Gatz at the Noel Coward Theatre has only 8 performances left!

Posted on 2 July 2012

Presented by LIFT (London International Festival of Theatre)2012, Gatz at the Noel Coward Theatre had been thoroughly enjoyed by both audiences and the media. Every word of Fitzgerald's novel is spoken in this remarkable production.

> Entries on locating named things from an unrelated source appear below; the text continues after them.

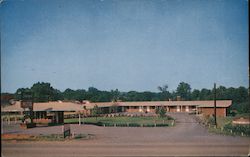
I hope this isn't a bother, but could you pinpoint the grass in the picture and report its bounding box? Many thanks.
[199,114,250,136]
[64,117,172,127]
[1,134,91,141]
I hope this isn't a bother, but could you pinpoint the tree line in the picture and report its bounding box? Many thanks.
[1,82,250,112]
[9,82,248,103]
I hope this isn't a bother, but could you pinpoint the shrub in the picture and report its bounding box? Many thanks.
[224,124,250,136]
[129,123,141,127]
[156,124,168,127]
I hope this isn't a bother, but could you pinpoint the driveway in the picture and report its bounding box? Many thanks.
[3,113,250,156]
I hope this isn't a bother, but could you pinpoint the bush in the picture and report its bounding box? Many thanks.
[156,124,168,127]
[129,123,141,127]
[116,123,127,127]
[143,124,155,127]
[224,124,250,136]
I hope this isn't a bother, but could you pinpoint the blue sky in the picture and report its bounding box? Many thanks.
[1,0,249,92]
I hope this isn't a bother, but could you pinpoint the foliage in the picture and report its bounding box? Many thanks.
[224,124,250,136]
[8,82,250,115]
[64,117,172,127]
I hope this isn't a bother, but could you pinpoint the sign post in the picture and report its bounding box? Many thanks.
[62,124,70,138]
[21,92,35,128]
[214,83,217,127]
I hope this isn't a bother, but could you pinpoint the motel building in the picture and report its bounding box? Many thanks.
[1,100,232,124]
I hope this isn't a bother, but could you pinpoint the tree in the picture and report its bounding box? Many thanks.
[31,82,57,102]
[155,106,166,118]
[176,82,191,100]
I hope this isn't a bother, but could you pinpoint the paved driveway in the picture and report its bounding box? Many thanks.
[3,113,250,156]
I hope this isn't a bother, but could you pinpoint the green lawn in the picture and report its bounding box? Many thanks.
[64,117,173,125]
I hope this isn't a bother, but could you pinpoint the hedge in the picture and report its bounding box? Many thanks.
[224,124,250,136]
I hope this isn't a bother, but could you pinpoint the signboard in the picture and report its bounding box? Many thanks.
[21,91,33,110]
[62,124,70,138]
[21,101,33,110]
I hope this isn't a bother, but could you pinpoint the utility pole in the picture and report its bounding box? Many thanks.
[214,83,217,127]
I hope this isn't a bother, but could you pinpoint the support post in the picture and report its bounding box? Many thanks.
[79,113,81,125]
[214,83,217,127]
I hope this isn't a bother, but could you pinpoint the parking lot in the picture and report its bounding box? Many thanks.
[2,113,250,156]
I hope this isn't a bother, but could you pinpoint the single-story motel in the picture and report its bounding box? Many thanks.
[1,100,232,123]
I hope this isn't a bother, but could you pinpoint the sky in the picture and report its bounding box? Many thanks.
[0,0,249,93]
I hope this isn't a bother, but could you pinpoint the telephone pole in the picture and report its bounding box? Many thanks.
[214,83,217,127]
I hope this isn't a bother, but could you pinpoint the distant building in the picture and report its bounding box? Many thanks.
[1,100,232,123]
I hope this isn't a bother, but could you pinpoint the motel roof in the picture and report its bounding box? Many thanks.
[86,100,232,108]
[1,100,232,112]
[1,101,83,112]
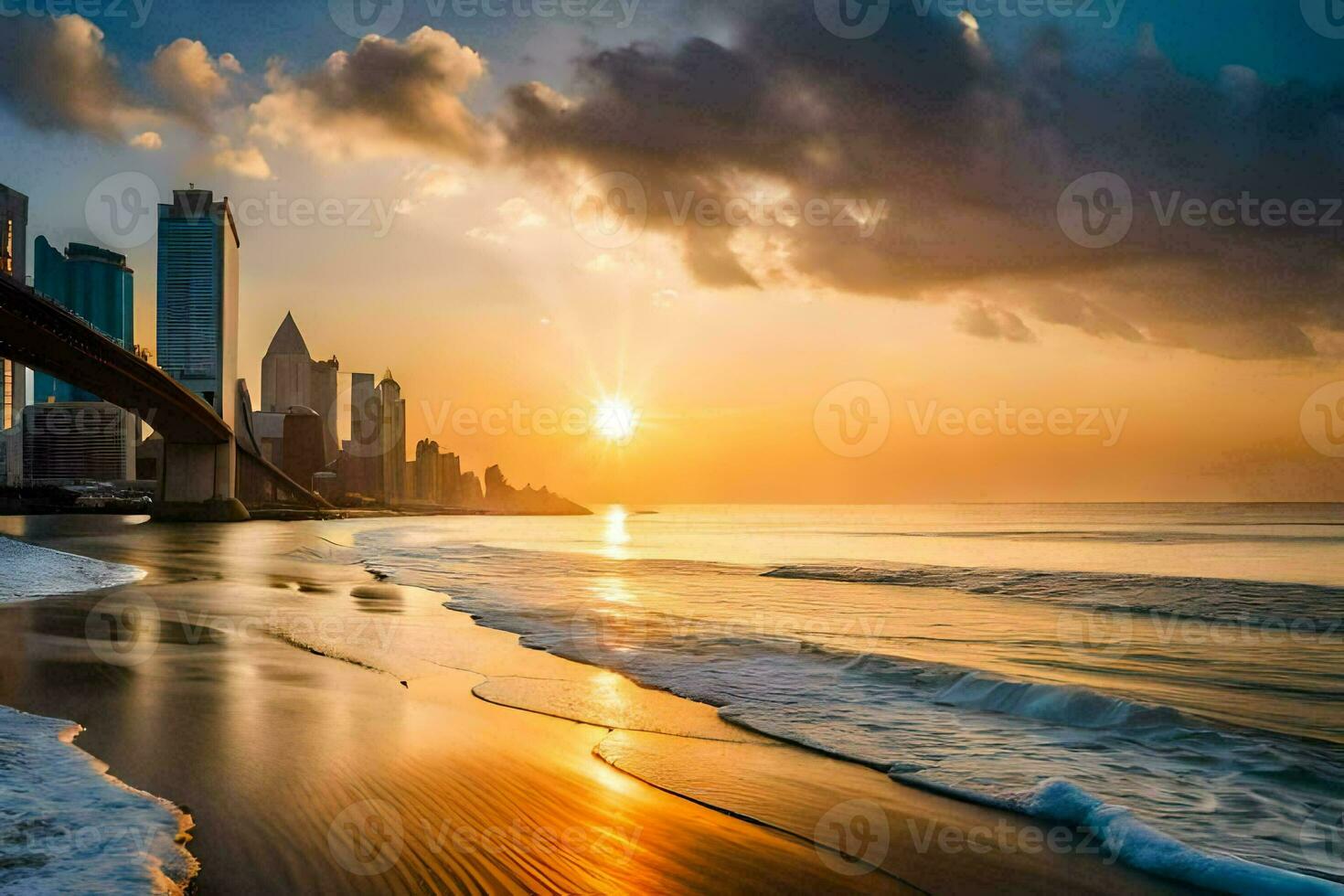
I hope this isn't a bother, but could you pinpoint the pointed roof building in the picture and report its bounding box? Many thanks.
[266,312,312,360]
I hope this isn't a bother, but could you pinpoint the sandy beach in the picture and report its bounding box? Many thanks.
[0,517,1188,893]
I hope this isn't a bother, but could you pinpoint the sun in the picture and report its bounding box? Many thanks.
[592,396,640,443]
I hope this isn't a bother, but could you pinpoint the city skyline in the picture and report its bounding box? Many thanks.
[3,3,1344,503]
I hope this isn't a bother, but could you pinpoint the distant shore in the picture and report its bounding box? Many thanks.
[0,517,1176,893]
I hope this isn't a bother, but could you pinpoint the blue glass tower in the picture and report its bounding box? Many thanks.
[157,189,240,423]
[32,237,135,404]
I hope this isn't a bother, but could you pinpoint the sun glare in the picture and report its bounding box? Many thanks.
[592,396,640,443]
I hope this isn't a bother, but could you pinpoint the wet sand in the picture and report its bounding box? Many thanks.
[0,517,1188,893]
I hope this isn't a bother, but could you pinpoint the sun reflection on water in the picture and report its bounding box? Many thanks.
[603,504,632,560]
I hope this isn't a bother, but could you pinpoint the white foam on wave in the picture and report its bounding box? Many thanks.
[0,707,197,895]
[0,538,145,603]
[934,672,1192,731]
[1007,779,1344,896]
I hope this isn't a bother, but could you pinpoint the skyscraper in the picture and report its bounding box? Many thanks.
[378,371,406,504]
[32,237,135,404]
[0,184,28,430]
[22,237,138,484]
[261,315,340,462]
[158,189,242,424]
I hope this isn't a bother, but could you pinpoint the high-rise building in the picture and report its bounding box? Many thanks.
[23,237,140,481]
[0,184,28,430]
[415,439,443,504]
[378,371,406,504]
[158,189,242,424]
[14,401,135,485]
[32,237,135,404]
[349,373,383,452]
[261,315,338,464]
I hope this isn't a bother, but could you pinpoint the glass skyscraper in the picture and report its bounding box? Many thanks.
[0,184,28,430]
[32,237,135,404]
[157,189,240,416]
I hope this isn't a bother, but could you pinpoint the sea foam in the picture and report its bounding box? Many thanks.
[0,707,197,895]
[0,538,145,603]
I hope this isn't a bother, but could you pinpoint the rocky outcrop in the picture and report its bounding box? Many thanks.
[484,464,592,516]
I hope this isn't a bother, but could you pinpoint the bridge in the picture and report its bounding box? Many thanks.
[0,274,331,521]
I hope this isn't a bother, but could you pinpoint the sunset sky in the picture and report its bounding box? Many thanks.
[0,0,1344,505]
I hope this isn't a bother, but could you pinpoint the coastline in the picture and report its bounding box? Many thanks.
[0,518,1188,892]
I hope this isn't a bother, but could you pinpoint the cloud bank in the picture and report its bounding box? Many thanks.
[507,3,1344,357]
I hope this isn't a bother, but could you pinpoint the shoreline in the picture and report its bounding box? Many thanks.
[0,521,1199,892]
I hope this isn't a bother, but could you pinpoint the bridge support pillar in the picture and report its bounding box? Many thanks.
[154,439,249,523]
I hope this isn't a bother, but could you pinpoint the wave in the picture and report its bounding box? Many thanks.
[360,533,1344,892]
[1006,779,1344,896]
[763,564,1344,638]
[0,707,197,893]
[0,538,145,603]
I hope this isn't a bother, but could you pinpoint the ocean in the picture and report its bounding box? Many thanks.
[357,504,1344,892]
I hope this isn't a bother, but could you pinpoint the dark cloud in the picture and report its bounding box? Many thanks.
[251,27,486,157]
[0,16,132,140]
[957,303,1036,343]
[506,3,1344,357]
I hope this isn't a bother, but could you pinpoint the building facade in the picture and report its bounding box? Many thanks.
[158,189,242,423]
[0,184,28,430]
[18,401,135,485]
[378,371,406,504]
[261,315,338,464]
[32,237,135,404]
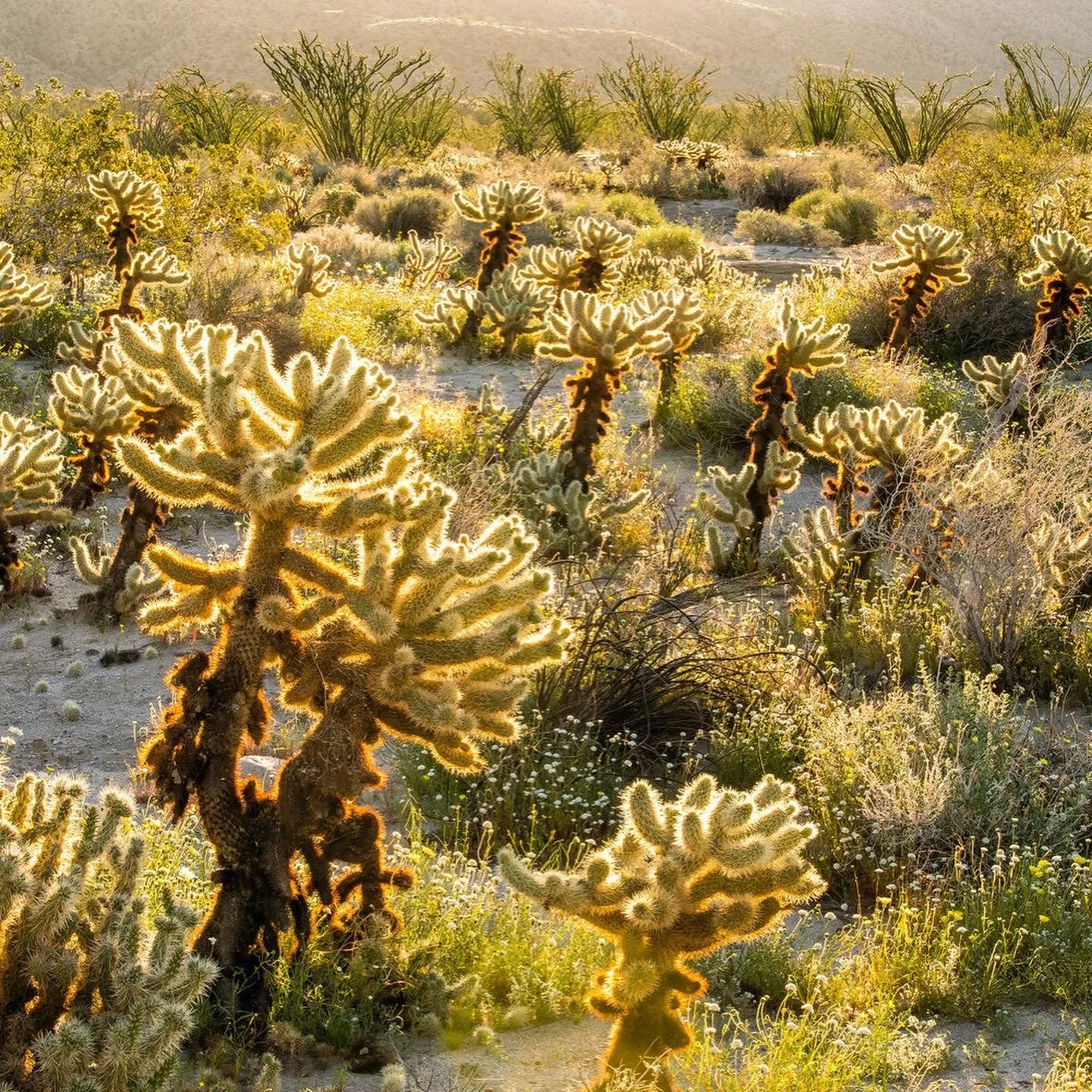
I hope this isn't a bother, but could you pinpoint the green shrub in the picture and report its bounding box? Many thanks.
[354,189,451,239]
[633,224,702,261]
[603,193,664,228]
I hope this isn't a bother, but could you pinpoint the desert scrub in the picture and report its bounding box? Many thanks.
[633,224,703,261]
[736,209,841,246]
[300,278,436,356]
[0,768,215,1092]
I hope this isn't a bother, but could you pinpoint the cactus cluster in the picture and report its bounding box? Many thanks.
[284,243,334,300]
[451,181,546,342]
[538,291,673,487]
[0,413,71,596]
[87,171,189,330]
[106,322,566,991]
[500,774,824,1092]
[873,224,971,356]
[1020,231,1092,359]
[0,774,215,1092]
[512,450,650,558]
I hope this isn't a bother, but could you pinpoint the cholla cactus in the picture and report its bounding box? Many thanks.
[0,413,72,595]
[538,291,672,486]
[740,296,849,566]
[785,402,873,534]
[782,508,851,594]
[963,353,1031,426]
[57,322,109,372]
[512,451,651,558]
[633,288,705,417]
[500,774,824,1092]
[118,323,566,968]
[519,246,581,301]
[873,224,971,356]
[87,171,163,284]
[87,171,189,330]
[0,774,215,1092]
[697,463,758,573]
[414,265,553,356]
[0,243,52,327]
[284,243,334,300]
[1020,231,1092,357]
[697,444,804,574]
[402,228,462,288]
[1028,494,1092,615]
[58,322,203,621]
[451,181,546,340]
[573,216,633,293]
[49,364,139,512]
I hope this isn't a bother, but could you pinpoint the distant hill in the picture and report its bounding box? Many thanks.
[6,0,1092,97]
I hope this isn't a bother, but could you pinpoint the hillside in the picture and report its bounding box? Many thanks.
[6,0,1092,95]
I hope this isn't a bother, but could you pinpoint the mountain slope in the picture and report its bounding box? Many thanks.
[8,0,1092,95]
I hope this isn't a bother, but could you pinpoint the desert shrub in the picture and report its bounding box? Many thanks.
[736,209,839,246]
[633,224,702,260]
[300,275,435,360]
[256,30,455,167]
[822,190,883,246]
[734,164,819,213]
[603,193,664,228]
[925,132,1078,278]
[600,42,711,141]
[792,61,854,144]
[354,189,451,239]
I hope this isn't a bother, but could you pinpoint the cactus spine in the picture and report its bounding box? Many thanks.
[111,323,566,1000]
[500,774,824,1092]
[538,291,672,489]
[0,774,215,1092]
[873,224,971,357]
[1020,231,1092,360]
[740,296,849,566]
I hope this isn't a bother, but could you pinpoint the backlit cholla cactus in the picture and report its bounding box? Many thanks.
[451,181,546,340]
[118,325,566,972]
[851,400,965,576]
[284,243,334,300]
[782,508,851,595]
[573,216,633,293]
[87,171,189,330]
[632,288,705,417]
[519,246,580,301]
[537,291,672,488]
[402,228,462,288]
[740,296,849,566]
[963,353,1031,426]
[1020,231,1092,359]
[1028,494,1092,615]
[500,774,824,1092]
[785,402,874,534]
[0,243,52,327]
[0,774,215,1092]
[414,265,553,356]
[873,224,971,356]
[512,451,650,558]
[49,364,139,512]
[58,322,203,621]
[0,413,72,595]
[697,444,804,574]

One morning in the shabby office of a mysterious small business, an employee finds a copy of The Great Gatsby in the clutter on his desk. He starts to read it out loud and doesn’t stop. At first his co-workers hardly notice. But after a series of strange coincidences, it’s no longer clear whether he’s reading the book or the book is transforming him. 

 
With the whole event running at eight hours,  including two short intervals and a one and a half hour dinner break, it is a theatrical event in which audiences and performers become complicit with themselves and each other in appreciation of the extraordinary prose of the novel and the achievement of the actors.
 
The cast includes Laurena Allan (Myrtle), Jim Fletcher (Jim), Ross Fletcher (Henry C. Gatz), Lindsay Hockaday (alternate Catherine) Mike Iveson (Ewing), Vin Knight (Chester), Aaron Landsman (George), Annie McNamara (Catherine, alternate Jordan), Kate Scelsa (Lucille), Scott Shepherd (Nick), Susie Sokol (Jordan), Lucy Taylor (Daisy), and Ben Williams (Michaelis).
 
GATZ is part of the London 2012 Festival, the culmination of the Cultural Olympiad, bringing leading artists from all over the world together in a UK-wide festival in the summer of 2012.  
 
“A great American classic has been captured with total, transfixing fidelity by this dedicated ensemble”       The Guardian
 
“An epic achievement - and a tribute to the greatness of Fitzgerald’s novel”    The Evening Standard
 
“a love-letter to the beguiling power of a great book”    Time Out 
 
"The most remarkable achievement in theater not only of this year but also of this decade. The Elevator Repair Service’s word-for-word presentation of F. Scott Fitzgerald’s “Great Gatsby” captured - in inventively theatrical terms - the unmatchable, heady rush of falling in love with a book. And Scott Shepherd, as a common reader seduced by a great American novel, gave - hands down - the year’s most heroic performance". - Ben Brantley, The New York Times 2010
 
Performances are on Wednesday, Friday, Saturday and Sunday this week and next, with the last show being on 15 July.